Simulating the Simulation: Evaluating Simulation Strategies in Causal Inference

Simulating the Simulation: Evaluating Simulation Strategies in Causal Inference

Carlos Rodriguez Ameal  ( Ghent University )  —  “Simulating the Simulation: Evaluating Simulation Strategies in Causal Inference”
July 1, 2026, 0:00 am TBC TBC
Conference presentation

Because causal estimands are unobservable in reality, benchmarking causal effect estimators is inherently challenging. To overcome this, simulation studies are increasingly used to evaluate causal inference methods under realistic conditions such as small sample sizes, limited overlap, and complex confounding. Yet it remains unclear to what extent conclusions drawn from simulated settings extrapolate to real-world performance. Existing benchmarks rely on a wide range of outcome-generation strategies, from parametric structural models to flexible machine learning, without clear guidance on their reliability. This paper formalizes simulation-based benchmarking and introduces a framework to characterize the types of bias that may arise from different generative strategies, focusing particularly on Average Treatment Effect (ATE). We classify and compare several approaches proposed in the causal inference literature, including parametric structural models[1], machine-learning conditional mean–variance models[2], and adversarial generative models such as Wasserstein GANs[3]. We apply these modeling strategies to commonly used benchmark datasets in which we synthetically define an outcome-generating function so that the true ATE is known and systematic evaluation is possible. Across Monte Carlo experiments, we compare estimator performance in terms of bias, variance, and mean squared error. We examine how closely these performance metrics align across different simulation strategies relative to the structural data-generating process, and whether commonly used generator diagnostics are predictive of estimator behavior. Our preliminary results indicate that the choice of simulation strategy can substantially alter conclusions about estimator reliability relative to the underlying data distribution. These findings underscore the importance of principled design and validation of simulation frameworks when benchmarking causal methods.
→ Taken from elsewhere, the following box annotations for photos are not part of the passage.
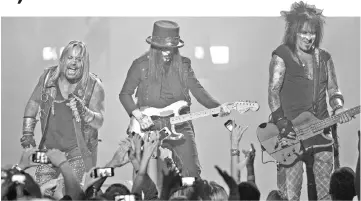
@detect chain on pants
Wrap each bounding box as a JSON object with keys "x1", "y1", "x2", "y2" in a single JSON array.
[
  {"x1": 277, "y1": 151, "x2": 333, "y2": 201},
  {"x1": 35, "y1": 156, "x2": 85, "y2": 195}
]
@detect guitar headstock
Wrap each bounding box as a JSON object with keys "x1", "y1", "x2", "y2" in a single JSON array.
[{"x1": 233, "y1": 100, "x2": 259, "y2": 114}]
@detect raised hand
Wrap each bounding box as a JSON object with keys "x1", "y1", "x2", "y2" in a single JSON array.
[
  {"x1": 20, "y1": 134, "x2": 36, "y2": 149},
  {"x1": 219, "y1": 103, "x2": 231, "y2": 117},
  {"x1": 242, "y1": 143, "x2": 256, "y2": 165},
  {"x1": 231, "y1": 119, "x2": 248, "y2": 149},
  {"x1": 215, "y1": 165, "x2": 240, "y2": 200}
]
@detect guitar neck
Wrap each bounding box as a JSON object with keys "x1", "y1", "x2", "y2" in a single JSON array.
[
  {"x1": 170, "y1": 107, "x2": 221, "y2": 124},
  {"x1": 312, "y1": 106, "x2": 360, "y2": 132}
]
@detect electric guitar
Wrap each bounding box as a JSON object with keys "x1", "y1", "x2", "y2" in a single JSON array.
[
  {"x1": 257, "y1": 106, "x2": 360, "y2": 165},
  {"x1": 127, "y1": 100, "x2": 259, "y2": 140}
]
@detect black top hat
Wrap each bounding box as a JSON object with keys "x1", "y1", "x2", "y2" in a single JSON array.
[{"x1": 146, "y1": 20, "x2": 184, "y2": 48}]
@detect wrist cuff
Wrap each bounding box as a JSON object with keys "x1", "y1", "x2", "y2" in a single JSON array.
[
  {"x1": 247, "y1": 175, "x2": 256, "y2": 180},
  {"x1": 231, "y1": 149, "x2": 241, "y2": 156},
  {"x1": 271, "y1": 107, "x2": 285, "y2": 123},
  {"x1": 23, "y1": 117, "x2": 37, "y2": 134}
]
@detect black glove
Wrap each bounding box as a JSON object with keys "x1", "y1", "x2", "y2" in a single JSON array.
[{"x1": 20, "y1": 135, "x2": 36, "y2": 149}]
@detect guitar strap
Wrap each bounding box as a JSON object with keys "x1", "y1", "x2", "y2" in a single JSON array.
[{"x1": 312, "y1": 48, "x2": 321, "y2": 115}]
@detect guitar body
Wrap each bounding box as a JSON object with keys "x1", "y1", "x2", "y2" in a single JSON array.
[
  {"x1": 257, "y1": 112, "x2": 333, "y2": 165},
  {"x1": 127, "y1": 100, "x2": 188, "y2": 140}
]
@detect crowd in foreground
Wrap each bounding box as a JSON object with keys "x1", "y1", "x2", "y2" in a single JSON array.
[{"x1": 1, "y1": 121, "x2": 360, "y2": 201}]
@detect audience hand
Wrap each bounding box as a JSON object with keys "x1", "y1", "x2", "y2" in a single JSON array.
[
  {"x1": 132, "y1": 134, "x2": 144, "y2": 154},
  {"x1": 110, "y1": 140, "x2": 131, "y2": 167},
  {"x1": 159, "y1": 146, "x2": 172, "y2": 161},
  {"x1": 82, "y1": 167, "x2": 101, "y2": 192},
  {"x1": 46, "y1": 149, "x2": 67, "y2": 167},
  {"x1": 143, "y1": 132, "x2": 159, "y2": 159},
  {"x1": 242, "y1": 143, "x2": 256, "y2": 166},
  {"x1": 19, "y1": 148, "x2": 39, "y2": 170},
  {"x1": 215, "y1": 165, "x2": 240, "y2": 200},
  {"x1": 231, "y1": 119, "x2": 248, "y2": 149},
  {"x1": 20, "y1": 135, "x2": 36, "y2": 149},
  {"x1": 219, "y1": 103, "x2": 231, "y2": 117}
]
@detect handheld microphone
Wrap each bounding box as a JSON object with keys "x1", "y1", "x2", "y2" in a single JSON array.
[{"x1": 69, "y1": 93, "x2": 80, "y2": 123}]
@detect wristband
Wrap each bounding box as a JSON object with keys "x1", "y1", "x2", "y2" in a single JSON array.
[
  {"x1": 84, "y1": 108, "x2": 95, "y2": 123},
  {"x1": 247, "y1": 175, "x2": 256, "y2": 180},
  {"x1": 23, "y1": 117, "x2": 37, "y2": 134},
  {"x1": 333, "y1": 105, "x2": 343, "y2": 114},
  {"x1": 11, "y1": 164, "x2": 22, "y2": 172},
  {"x1": 164, "y1": 157, "x2": 174, "y2": 168},
  {"x1": 271, "y1": 107, "x2": 285, "y2": 123},
  {"x1": 58, "y1": 160, "x2": 68, "y2": 168},
  {"x1": 231, "y1": 149, "x2": 241, "y2": 156}
]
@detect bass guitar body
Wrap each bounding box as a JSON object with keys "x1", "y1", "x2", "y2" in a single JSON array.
[
  {"x1": 127, "y1": 101, "x2": 188, "y2": 140},
  {"x1": 257, "y1": 112, "x2": 334, "y2": 165}
]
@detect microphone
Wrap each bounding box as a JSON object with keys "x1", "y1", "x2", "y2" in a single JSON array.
[{"x1": 69, "y1": 93, "x2": 80, "y2": 123}]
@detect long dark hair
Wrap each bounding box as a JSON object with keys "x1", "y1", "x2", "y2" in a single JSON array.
[{"x1": 281, "y1": 1, "x2": 325, "y2": 52}]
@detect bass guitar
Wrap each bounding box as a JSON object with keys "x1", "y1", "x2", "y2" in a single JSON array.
[
  {"x1": 257, "y1": 106, "x2": 360, "y2": 165},
  {"x1": 127, "y1": 100, "x2": 259, "y2": 140}
]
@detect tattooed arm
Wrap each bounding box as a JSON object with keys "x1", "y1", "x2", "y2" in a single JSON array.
[
  {"x1": 85, "y1": 81, "x2": 105, "y2": 129},
  {"x1": 268, "y1": 55, "x2": 295, "y2": 138},
  {"x1": 268, "y1": 55, "x2": 286, "y2": 115},
  {"x1": 20, "y1": 71, "x2": 47, "y2": 148},
  {"x1": 327, "y1": 58, "x2": 344, "y2": 111}
]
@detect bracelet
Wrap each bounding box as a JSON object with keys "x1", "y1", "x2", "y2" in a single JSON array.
[
  {"x1": 247, "y1": 175, "x2": 256, "y2": 180},
  {"x1": 85, "y1": 109, "x2": 95, "y2": 123},
  {"x1": 11, "y1": 164, "x2": 22, "y2": 172},
  {"x1": 231, "y1": 149, "x2": 241, "y2": 156},
  {"x1": 23, "y1": 117, "x2": 37, "y2": 133},
  {"x1": 58, "y1": 160, "x2": 68, "y2": 168},
  {"x1": 164, "y1": 157, "x2": 175, "y2": 168},
  {"x1": 332, "y1": 105, "x2": 343, "y2": 114},
  {"x1": 23, "y1": 131, "x2": 34, "y2": 136}
]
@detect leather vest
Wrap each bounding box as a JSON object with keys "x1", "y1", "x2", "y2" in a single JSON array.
[{"x1": 39, "y1": 66, "x2": 101, "y2": 171}]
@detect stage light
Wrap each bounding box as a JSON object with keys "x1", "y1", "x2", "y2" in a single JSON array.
[
  {"x1": 194, "y1": 47, "x2": 204, "y2": 59},
  {"x1": 59, "y1": 47, "x2": 64, "y2": 56},
  {"x1": 43, "y1": 47, "x2": 58, "y2": 61},
  {"x1": 209, "y1": 46, "x2": 229, "y2": 64}
]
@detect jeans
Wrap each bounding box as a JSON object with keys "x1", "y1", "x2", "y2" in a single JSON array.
[
  {"x1": 34, "y1": 147, "x2": 85, "y2": 195},
  {"x1": 277, "y1": 148, "x2": 333, "y2": 201},
  {"x1": 163, "y1": 122, "x2": 201, "y2": 177}
]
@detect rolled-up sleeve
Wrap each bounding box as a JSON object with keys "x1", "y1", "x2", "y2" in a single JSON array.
[{"x1": 119, "y1": 61, "x2": 141, "y2": 116}]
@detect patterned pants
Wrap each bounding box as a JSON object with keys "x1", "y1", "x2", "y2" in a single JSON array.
[
  {"x1": 277, "y1": 151, "x2": 333, "y2": 200},
  {"x1": 35, "y1": 156, "x2": 85, "y2": 196}
]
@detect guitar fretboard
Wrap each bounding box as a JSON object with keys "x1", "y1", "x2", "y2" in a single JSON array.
[
  {"x1": 170, "y1": 106, "x2": 234, "y2": 124},
  {"x1": 312, "y1": 106, "x2": 360, "y2": 132}
]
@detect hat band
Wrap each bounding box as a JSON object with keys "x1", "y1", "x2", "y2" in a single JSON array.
[{"x1": 152, "y1": 36, "x2": 180, "y2": 46}]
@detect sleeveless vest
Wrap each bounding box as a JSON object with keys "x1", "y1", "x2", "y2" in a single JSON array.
[{"x1": 39, "y1": 66, "x2": 101, "y2": 171}]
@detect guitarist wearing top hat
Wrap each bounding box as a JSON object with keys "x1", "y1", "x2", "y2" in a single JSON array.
[
  {"x1": 119, "y1": 20, "x2": 230, "y2": 181},
  {"x1": 268, "y1": 1, "x2": 352, "y2": 200}
]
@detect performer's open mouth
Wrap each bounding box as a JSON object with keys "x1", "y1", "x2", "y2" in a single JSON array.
[{"x1": 67, "y1": 67, "x2": 79, "y2": 75}]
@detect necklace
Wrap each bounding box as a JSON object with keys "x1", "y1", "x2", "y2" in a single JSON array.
[{"x1": 296, "y1": 52, "x2": 306, "y2": 68}]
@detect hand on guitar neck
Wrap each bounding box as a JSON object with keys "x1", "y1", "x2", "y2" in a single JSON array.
[
  {"x1": 334, "y1": 107, "x2": 356, "y2": 124},
  {"x1": 132, "y1": 109, "x2": 154, "y2": 130}
]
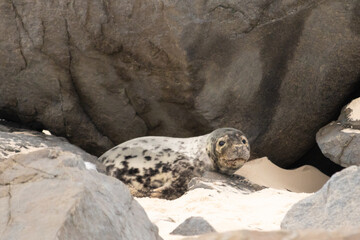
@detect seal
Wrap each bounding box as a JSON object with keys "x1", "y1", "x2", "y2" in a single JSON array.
[{"x1": 99, "y1": 128, "x2": 250, "y2": 199}]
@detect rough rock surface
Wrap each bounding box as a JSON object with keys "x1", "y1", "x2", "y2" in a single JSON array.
[
  {"x1": 0, "y1": 0, "x2": 360, "y2": 166},
  {"x1": 170, "y1": 217, "x2": 216, "y2": 236},
  {"x1": 0, "y1": 148, "x2": 160, "y2": 240},
  {"x1": 0, "y1": 121, "x2": 105, "y2": 172},
  {"x1": 281, "y1": 166, "x2": 360, "y2": 230},
  {"x1": 188, "y1": 230, "x2": 360, "y2": 240},
  {"x1": 316, "y1": 98, "x2": 360, "y2": 167}
]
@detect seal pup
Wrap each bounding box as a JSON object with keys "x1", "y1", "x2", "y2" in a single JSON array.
[{"x1": 99, "y1": 128, "x2": 250, "y2": 199}]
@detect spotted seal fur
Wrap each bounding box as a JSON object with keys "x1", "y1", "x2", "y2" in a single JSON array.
[{"x1": 99, "y1": 128, "x2": 250, "y2": 199}]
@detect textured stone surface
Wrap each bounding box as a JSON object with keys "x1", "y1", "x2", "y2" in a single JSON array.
[
  {"x1": 0, "y1": 148, "x2": 160, "y2": 240},
  {"x1": 189, "y1": 230, "x2": 360, "y2": 240},
  {"x1": 316, "y1": 98, "x2": 360, "y2": 167},
  {"x1": 0, "y1": 121, "x2": 105, "y2": 173},
  {"x1": 0, "y1": 0, "x2": 360, "y2": 166},
  {"x1": 281, "y1": 166, "x2": 360, "y2": 230},
  {"x1": 170, "y1": 217, "x2": 216, "y2": 236}
]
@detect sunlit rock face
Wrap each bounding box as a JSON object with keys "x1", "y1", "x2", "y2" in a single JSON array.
[{"x1": 0, "y1": 0, "x2": 360, "y2": 166}]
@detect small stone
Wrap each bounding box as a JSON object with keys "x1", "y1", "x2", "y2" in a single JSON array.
[{"x1": 170, "y1": 217, "x2": 216, "y2": 236}]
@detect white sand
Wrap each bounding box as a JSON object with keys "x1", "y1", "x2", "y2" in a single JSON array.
[
  {"x1": 236, "y1": 157, "x2": 329, "y2": 193},
  {"x1": 137, "y1": 188, "x2": 310, "y2": 240},
  {"x1": 137, "y1": 158, "x2": 328, "y2": 240}
]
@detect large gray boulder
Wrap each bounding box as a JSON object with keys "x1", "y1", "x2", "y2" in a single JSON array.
[
  {"x1": 0, "y1": 0, "x2": 360, "y2": 166},
  {"x1": 316, "y1": 98, "x2": 360, "y2": 167},
  {"x1": 0, "y1": 148, "x2": 160, "y2": 240},
  {"x1": 0, "y1": 121, "x2": 105, "y2": 173},
  {"x1": 281, "y1": 166, "x2": 360, "y2": 231}
]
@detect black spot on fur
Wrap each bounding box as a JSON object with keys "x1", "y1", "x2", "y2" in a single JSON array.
[
  {"x1": 121, "y1": 161, "x2": 129, "y2": 170},
  {"x1": 106, "y1": 164, "x2": 115, "y2": 172},
  {"x1": 161, "y1": 163, "x2": 171, "y2": 173},
  {"x1": 144, "y1": 177, "x2": 151, "y2": 188},
  {"x1": 155, "y1": 162, "x2": 164, "y2": 169},
  {"x1": 174, "y1": 155, "x2": 186, "y2": 163},
  {"x1": 136, "y1": 176, "x2": 144, "y2": 184},
  {"x1": 110, "y1": 147, "x2": 119, "y2": 152},
  {"x1": 128, "y1": 168, "x2": 140, "y2": 175}
]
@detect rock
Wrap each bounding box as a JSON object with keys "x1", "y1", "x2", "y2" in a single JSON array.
[
  {"x1": 338, "y1": 98, "x2": 360, "y2": 129},
  {"x1": 189, "y1": 230, "x2": 360, "y2": 240},
  {"x1": 136, "y1": 181, "x2": 309, "y2": 240},
  {"x1": 0, "y1": 0, "x2": 360, "y2": 166},
  {"x1": 235, "y1": 157, "x2": 329, "y2": 193},
  {"x1": 316, "y1": 122, "x2": 360, "y2": 167},
  {"x1": 0, "y1": 148, "x2": 160, "y2": 240},
  {"x1": 170, "y1": 217, "x2": 216, "y2": 236},
  {"x1": 281, "y1": 166, "x2": 360, "y2": 231},
  {"x1": 0, "y1": 122, "x2": 105, "y2": 173},
  {"x1": 316, "y1": 98, "x2": 360, "y2": 167}
]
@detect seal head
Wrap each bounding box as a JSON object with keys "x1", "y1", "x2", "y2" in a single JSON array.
[{"x1": 206, "y1": 128, "x2": 250, "y2": 175}]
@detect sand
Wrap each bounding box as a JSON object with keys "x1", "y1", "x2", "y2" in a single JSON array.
[
  {"x1": 137, "y1": 158, "x2": 328, "y2": 240},
  {"x1": 236, "y1": 157, "x2": 329, "y2": 193}
]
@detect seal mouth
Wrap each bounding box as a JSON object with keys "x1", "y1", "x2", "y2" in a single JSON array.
[{"x1": 226, "y1": 158, "x2": 246, "y2": 167}]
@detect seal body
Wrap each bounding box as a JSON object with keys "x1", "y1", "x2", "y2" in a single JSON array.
[{"x1": 99, "y1": 128, "x2": 250, "y2": 199}]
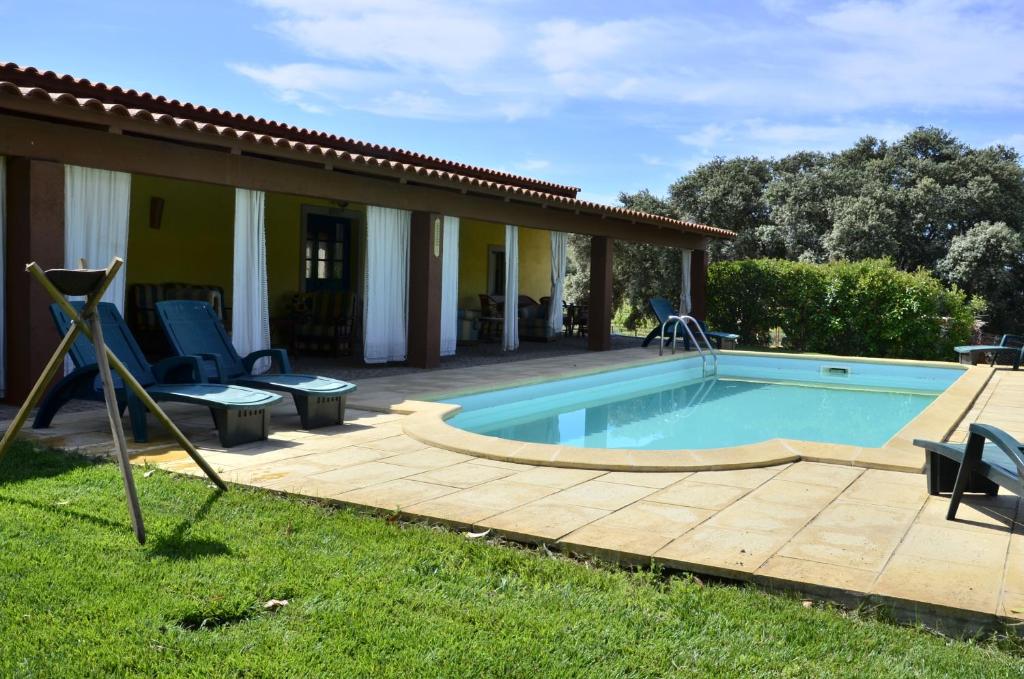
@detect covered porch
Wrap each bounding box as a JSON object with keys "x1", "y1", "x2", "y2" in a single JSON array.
[{"x1": 0, "y1": 65, "x2": 732, "y2": 402}]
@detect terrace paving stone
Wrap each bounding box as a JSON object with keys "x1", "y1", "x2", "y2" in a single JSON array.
[
  {"x1": 775, "y1": 462, "x2": 864, "y2": 489},
  {"x1": 647, "y1": 478, "x2": 748, "y2": 509},
  {"x1": 755, "y1": 553, "x2": 878, "y2": 598},
  {"x1": 559, "y1": 519, "x2": 672, "y2": 565},
  {"x1": 551, "y1": 477, "x2": 654, "y2": 511},
  {"x1": 778, "y1": 502, "x2": 914, "y2": 574},
  {"x1": 601, "y1": 471, "x2": 691, "y2": 489},
  {"x1": 314, "y1": 462, "x2": 422, "y2": 498},
  {"x1": 335, "y1": 478, "x2": 459, "y2": 510},
  {"x1": 871, "y1": 557, "x2": 1001, "y2": 613},
  {"x1": 689, "y1": 467, "x2": 785, "y2": 490},
  {"x1": 654, "y1": 524, "x2": 790, "y2": 580},
  {"x1": 499, "y1": 467, "x2": 606, "y2": 491},
  {"x1": 387, "y1": 448, "x2": 479, "y2": 469},
  {"x1": 414, "y1": 456, "x2": 515, "y2": 489},
  {"x1": 479, "y1": 498, "x2": 608, "y2": 542},
  {"x1": 407, "y1": 478, "x2": 555, "y2": 526}
]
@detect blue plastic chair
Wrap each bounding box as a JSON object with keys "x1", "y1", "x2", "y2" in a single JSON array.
[
  {"x1": 157, "y1": 300, "x2": 355, "y2": 429},
  {"x1": 641, "y1": 297, "x2": 739, "y2": 350},
  {"x1": 32, "y1": 302, "x2": 281, "y2": 448}
]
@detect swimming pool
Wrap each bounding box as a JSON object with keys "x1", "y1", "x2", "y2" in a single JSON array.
[{"x1": 441, "y1": 354, "x2": 964, "y2": 451}]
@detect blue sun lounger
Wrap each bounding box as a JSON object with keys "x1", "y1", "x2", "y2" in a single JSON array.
[
  {"x1": 953, "y1": 335, "x2": 1024, "y2": 370},
  {"x1": 32, "y1": 302, "x2": 281, "y2": 448},
  {"x1": 157, "y1": 300, "x2": 355, "y2": 429},
  {"x1": 642, "y1": 297, "x2": 739, "y2": 350},
  {"x1": 913, "y1": 423, "x2": 1024, "y2": 521}
]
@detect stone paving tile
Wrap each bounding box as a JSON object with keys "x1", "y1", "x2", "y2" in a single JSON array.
[
  {"x1": 601, "y1": 471, "x2": 691, "y2": 489},
  {"x1": 647, "y1": 478, "x2": 748, "y2": 509},
  {"x1": 896, "y1": 523, "x2": 1010, "y2": 569},
  {"x1": 755, "y1": 553, "x2": 878, "y2": 594},
  {"x1": 364, "y1": 434, "x2": 430, "y2": 453},
  {"x1": 689, "y1": 466, "x2": 785, "y2": 490},
  {"x1": 551, "y1": 477, "x2": 653, "y2": 510},
  {"x1": 305, "y1": 462, "x2": 420, "y2": 498},
  {"x1": 413, "y1": 458, "x2": 515, "y2": 489},
  {"x1": 654, "y1": 524, "x2": 790, "y2": 579},
  {"x1": 918, "y1": 495, "x2": 1018, "y2": 533},
  {"x1": 778, "y1": 501, "x2": 914, "y2": 574},
  {"x1": 407, "y1": 478, "x2": 555, "y2": 525},
  {"x1": 744, "y1": 478, "x2": 840, "y2": 510},
  {"x1": 703, "y1": 496, "x2": 818, "y2": 537},
  {"x1": 387, "y1": 448, "x2": 479, "y2": 469},
  {"x1": 871, "y1": 557, "x2": 1001, "y2": 613},
  {"x1": 335, "y1": 478, "x2": 459, "y2": 510},
  {"x1": 559, "y1": 524, "x2": 672, "y2": 564},
  {"x1": 499, "y1": 467, "x2": 605, "y2": 490},
  {"x1": 842, "y1": 469, "x2": 928, "y2": 509},
  {"x1": 479, "y1": 498, "x2": 608, "y2": 542},
  {"x1": 591, "y1": 500, "x2": 715, "y2": 539},
  {"x1": 775, "y1": 462, "x2": 864, "y2": 489}
]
[1] T. Wendling, K. Jung, A. Callahan, A. Schuler, N. H. Shah, and B. Gallego, “Comparing methods for estimation of heterogeneous treatment effects using observational data from health care databases,” Stat. Med., vol. 37, no. 23, pp. 3309–3324, Oct. 2018, doi: 10.1002/sim.7820. [2] A. Schuler, K. Jung, R. Tibshirani, T. Hastie, and N. Shah, “Synth-Validation: Selecting the Best Causal Inference Method for a Given Dataset,” Oct. 31, 2017, arXiv: arXiv:1711.00083. doi: 10.48550/arXiv.1711.00083. [3] S. Athey, G. W. Imbens, J. Metzger, and E. Munro, “Using Wasserstein Generative Adversarial Networks for the design of Monte Carlo simulations,” J. Econom., vol. 240, no. 2, p. 105076, Mar. 2024, doi: 10.1016/j.jeconom.2020.09.013.